While it’s theoretically a win for gender equality in the workforce (the primary parent could be a mom or a dad), the policy is desperately behind the times. Because forcing families to designate a primary caregiver reinforces the idea that one parent (in dual-parent families) is “more” responsible for child-rearing than the other. As Hilary Rau and Joan C. Williams wrote in The Harvard Business Review, “Such policies reflect the assumption that families will have one primary caregiver, supported by a partner with few, or no, caregiving responsibilities.
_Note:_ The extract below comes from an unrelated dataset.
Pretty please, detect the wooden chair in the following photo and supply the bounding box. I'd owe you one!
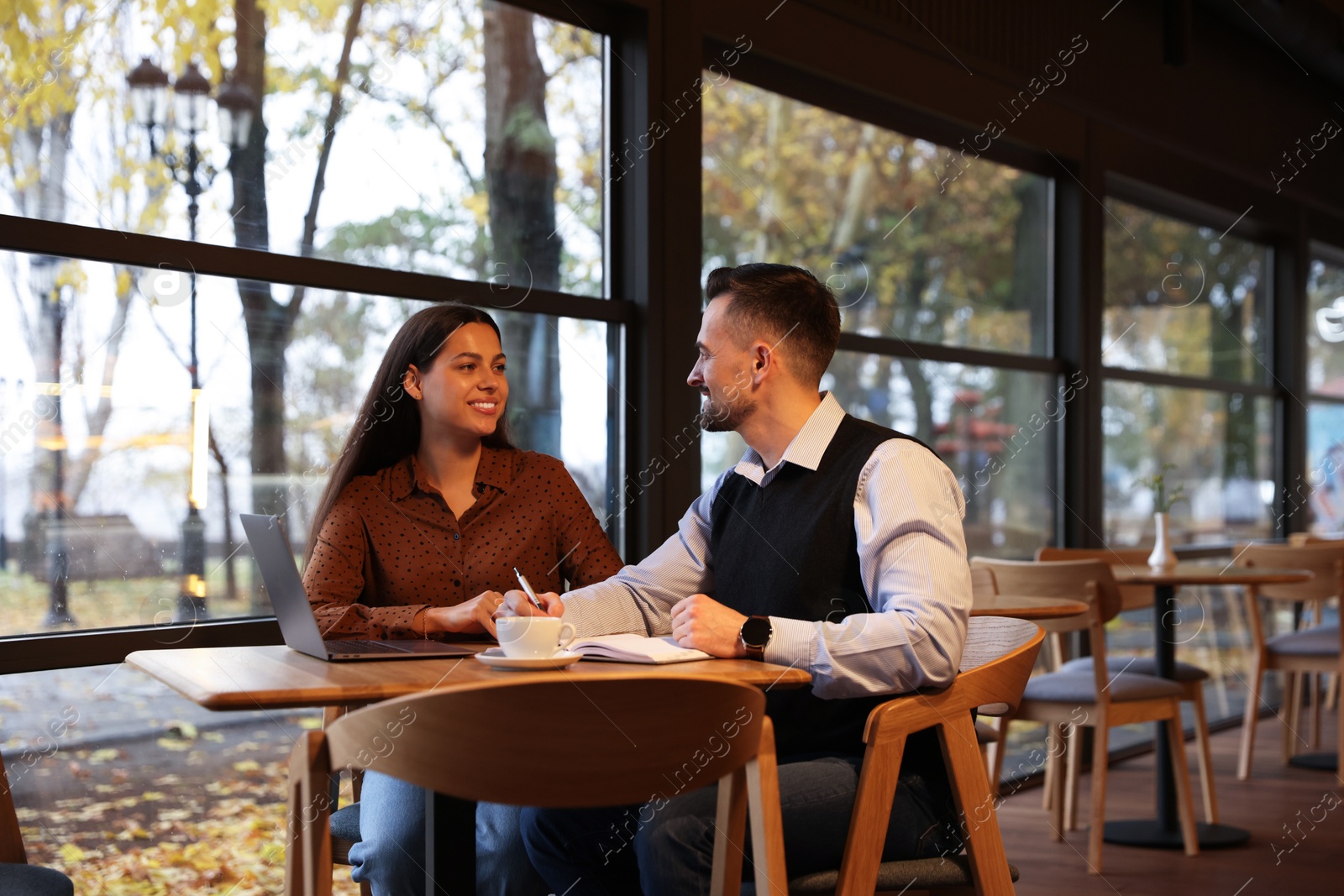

It’s the old-fashioned homemaker/breadwinner model clothed in a tissue-thin veneer of gender neutrality.”

That’s why this week’s news that Goldman Sachs will now offer 20 weeks of paid leave (up from 16) to all parents, regardless of gender or caregiver status, is worthy of headlines. “By removing the distinction between primary and secondary caregiver, Goldman Sachs is committing to supporting all new parents, birthing and non-birthing,” Mary Beth Ferrante, the co-founder & CEO of WRK/360, a platform designed to help retain and attract working parents, tells Thrive. “I’ve personally had managers share with me that they hire men over women due to their concerns regarding women taking too much time away from work. So as more and more men and non-birthing women have the opportunity to access and utilize parental leave, it will reduce the gender bias that has historically hurt new mothers.”

Utilization, of course, is key. After all, no policy can have far-reaching implications on workplace culture unless employees are willing to adopt it. And plenty of research to date suggests that even when fathers have access to generous parental leave policies, they are reluctant to take it. “It’s tough enough for many men to even acknowledge being caregivers. So declaring themselves the ‘primary’ caregivers is often completely out of the question,” The Atlantic noted. By removing the distinction of “primary,” companies may also be taking an important step to reduce the stigma attached to a longer leave for working dads. A vocal advocate for this issue on a national scale is Reddit co-founder Alexis Ohanian, who took 16 weeks of paid paternal leave after his daughter with Serena Williams was born in 2017. Williams suffered health complications after the birth, which necessitated that Ohanian take the lead in baby Olympia’s care. Since then, Ohanian has used his social channels to spread the message and bust stigma, and now he has taken the fight for paid family leave to Congress. In October, he spent a week on Capitol Hill, lobbying lawmakers for a national family leave policy.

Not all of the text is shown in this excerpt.